We clambered up to the top of it. Katuta was out of breath with the effort involved.
‘You’re just not fit,’ I teased him.
The view, however, was truly memorable. I could see for miles, even over to Nyumbani over four hours away. The small buildings of Kitui village seemed almost camouflaged, the ochres and reds mimicking the surrounding landscape. Once he got his breath back, Katuta pointed out something of considerable interest.
‘Do you see that orange rock face over there?’
‘Aye, what about it?’
I was straining my eyes, but it seemed a fairly routine rock face to me.
‘Look closer,’ he urged. ‘There is a home built into that rock. Can you see? Two people live in it with their two children. Their grandparents first hacked it out of the soft rock years ago. It keeps cool inside all day. I visited them once with a friend who is related to them. It is quite homely inside. What is the word in English for those people?’
‘Troglodytes,’ I suggested.
I could just about make out three miniscule figures milling around the cave entrance. They could have been figures in a Stone Age tableau; Katuta reminded me that East Africa is known as the ‘cradle of humanity.’

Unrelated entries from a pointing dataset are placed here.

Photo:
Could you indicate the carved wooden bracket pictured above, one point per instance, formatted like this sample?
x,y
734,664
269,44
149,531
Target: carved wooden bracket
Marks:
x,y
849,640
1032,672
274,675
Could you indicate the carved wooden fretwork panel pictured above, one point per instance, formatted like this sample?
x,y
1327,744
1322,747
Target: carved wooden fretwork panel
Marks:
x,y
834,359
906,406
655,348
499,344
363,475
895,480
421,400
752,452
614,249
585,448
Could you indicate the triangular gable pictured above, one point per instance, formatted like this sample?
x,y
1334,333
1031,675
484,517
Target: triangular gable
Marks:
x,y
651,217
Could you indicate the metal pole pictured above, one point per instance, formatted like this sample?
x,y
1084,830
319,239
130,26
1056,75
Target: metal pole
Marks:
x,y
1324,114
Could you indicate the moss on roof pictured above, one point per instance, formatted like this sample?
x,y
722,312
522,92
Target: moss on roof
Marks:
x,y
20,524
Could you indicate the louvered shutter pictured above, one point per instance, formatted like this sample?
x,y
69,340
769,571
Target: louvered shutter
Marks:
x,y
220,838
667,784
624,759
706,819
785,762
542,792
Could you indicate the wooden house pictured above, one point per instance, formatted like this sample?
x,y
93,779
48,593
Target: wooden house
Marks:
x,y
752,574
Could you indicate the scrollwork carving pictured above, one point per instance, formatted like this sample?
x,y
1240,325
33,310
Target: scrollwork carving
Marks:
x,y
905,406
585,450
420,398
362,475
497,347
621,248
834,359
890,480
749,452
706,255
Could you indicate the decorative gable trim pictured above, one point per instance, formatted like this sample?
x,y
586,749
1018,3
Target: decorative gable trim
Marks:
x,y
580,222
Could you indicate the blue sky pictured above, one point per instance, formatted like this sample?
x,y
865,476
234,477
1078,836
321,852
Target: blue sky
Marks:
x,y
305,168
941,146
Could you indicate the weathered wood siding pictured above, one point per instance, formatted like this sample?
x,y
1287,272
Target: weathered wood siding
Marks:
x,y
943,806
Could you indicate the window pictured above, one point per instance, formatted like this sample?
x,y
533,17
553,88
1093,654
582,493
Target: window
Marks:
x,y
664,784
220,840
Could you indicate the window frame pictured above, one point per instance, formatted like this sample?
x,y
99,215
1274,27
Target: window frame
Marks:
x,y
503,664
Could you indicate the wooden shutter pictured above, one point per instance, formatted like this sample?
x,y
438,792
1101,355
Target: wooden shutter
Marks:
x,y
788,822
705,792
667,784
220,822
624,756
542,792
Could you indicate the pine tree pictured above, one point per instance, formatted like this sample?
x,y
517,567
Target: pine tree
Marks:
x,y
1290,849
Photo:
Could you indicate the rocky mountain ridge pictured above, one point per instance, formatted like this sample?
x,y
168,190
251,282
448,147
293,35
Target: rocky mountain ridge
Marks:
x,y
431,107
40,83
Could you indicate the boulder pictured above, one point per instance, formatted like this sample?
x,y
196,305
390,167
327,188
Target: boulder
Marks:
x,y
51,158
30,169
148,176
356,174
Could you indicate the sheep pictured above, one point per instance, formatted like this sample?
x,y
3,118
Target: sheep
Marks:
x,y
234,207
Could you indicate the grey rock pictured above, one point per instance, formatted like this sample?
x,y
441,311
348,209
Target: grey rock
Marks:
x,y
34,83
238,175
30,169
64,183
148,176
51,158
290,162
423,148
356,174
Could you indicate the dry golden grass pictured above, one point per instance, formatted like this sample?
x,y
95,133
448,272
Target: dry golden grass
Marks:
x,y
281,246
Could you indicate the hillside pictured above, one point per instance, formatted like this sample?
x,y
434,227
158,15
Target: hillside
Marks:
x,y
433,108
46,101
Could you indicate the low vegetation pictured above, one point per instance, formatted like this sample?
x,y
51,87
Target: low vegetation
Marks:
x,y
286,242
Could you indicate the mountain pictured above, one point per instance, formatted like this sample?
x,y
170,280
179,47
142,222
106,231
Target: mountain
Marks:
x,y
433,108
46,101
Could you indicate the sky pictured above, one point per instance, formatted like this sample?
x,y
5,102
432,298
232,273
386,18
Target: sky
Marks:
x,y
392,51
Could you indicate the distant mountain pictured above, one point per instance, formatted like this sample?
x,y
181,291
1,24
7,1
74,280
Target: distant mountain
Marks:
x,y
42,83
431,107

Katuta and I carved our names into the leaf of an aloe vera plant on the summit, and then rode back on the motorbike over dusty dirt tracks, edging through clusters of people and ani-mals—and in the process becoming downright lost. It was long since dark by the time we made it back. Our earlier bluff had been called, unfortunately, and we received a minor telling off from the Akamba priest.